Ella hundió los hombros. Se sentía extenuada.
— Fue mejor que no nos casáramos en Las Vegas —se sinceró abatida—. No quiero un matrimonio corrompido por la sombra del dinero. No contigo, Álvaro —recalcó mirándolo a los ojos.
Celia esperó a que el dijese algo, se habría conformado con cualquier cosa. Pero no lo hizo, porque Mariví llegó a pasitos rápidos y con la alegría pintada en el rostro.
— ¿Cariño, le has enseñado el certificado? —preguntó colgándose del brazo de Álvaro, pero mirando a los ojos de Celia—. ¿A qué esperas para darnos la enhorabuena? ¡Soy una mujer casada!
Y extendió el brazo poniéndole la mano en las mismas narices para que admirara la esmeralda gigante que lucía en el dedo anular.
Celia soltó la mano de Álvaro como si quemase, pero él fue más rápido y la cogió por la muñeca.
— ¿Qué? ¿No fue idea tuya ir para esto a Las Vegas? —atacó a la defensiva.
— Suéltame —masculló librándose con rabia de su agarre.
Álvaro la vio marchar, pero no hizo nada por retenerla.
— ¿Lo he hecho bien? —preguntó Mariví, tironeándole del brazo para reclamar su atención.
— Estupendamente —ironizó sin dejar de mirar a Celia, que ya estaba a un paso de la parada de taxis.
Por la sonrisa que exhibió la chica, Álvaro constató que era incapaz de captar el doble sentido.

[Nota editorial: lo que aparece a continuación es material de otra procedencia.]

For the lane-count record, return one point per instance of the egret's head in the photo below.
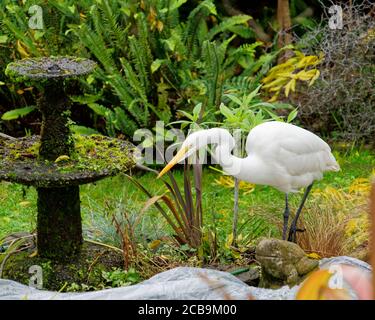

Bajó el pesado maletón de Mariví del carro de equipajes. No perdió el tiempo pidiéndole que le devolviera la American Express. Tenía el crédito limitado y, además, anular la tarjeta fue la primera cosa que hizo en cuanto pisaron Barajas.
— ¡Qué bien lo hemos pasado! ¿A que sí?—dio un beso al aire y asió el mango de su maleta—. En fin, gracias por todo. Y ya sabes, si otra vez necesitas una actriz… —Álvaro abrió la boca, pero ella no le dio tiempo de decir una palabra—. Oye, ¿ese de ahí no es el futbolista que salía en las revistas con esa morena y se lio…? Ay, ahora no me acuerdo del nombre. Yo juraría que es él —exclamó abriendo mucho los ojos.
Y corrió hacia su nuevo descubrimiento con tanto entusiasmo que su culito saltarín atrajo las miradas de muchos hombres.
Álvaro ni la vio marchar. Apretó los labios para retener un resentido «donde las dan, las toman» que amenazaba con escapársele de la boca, y se quedó contemplando el taxi en el que Celia se alejaba una vez más de su lado.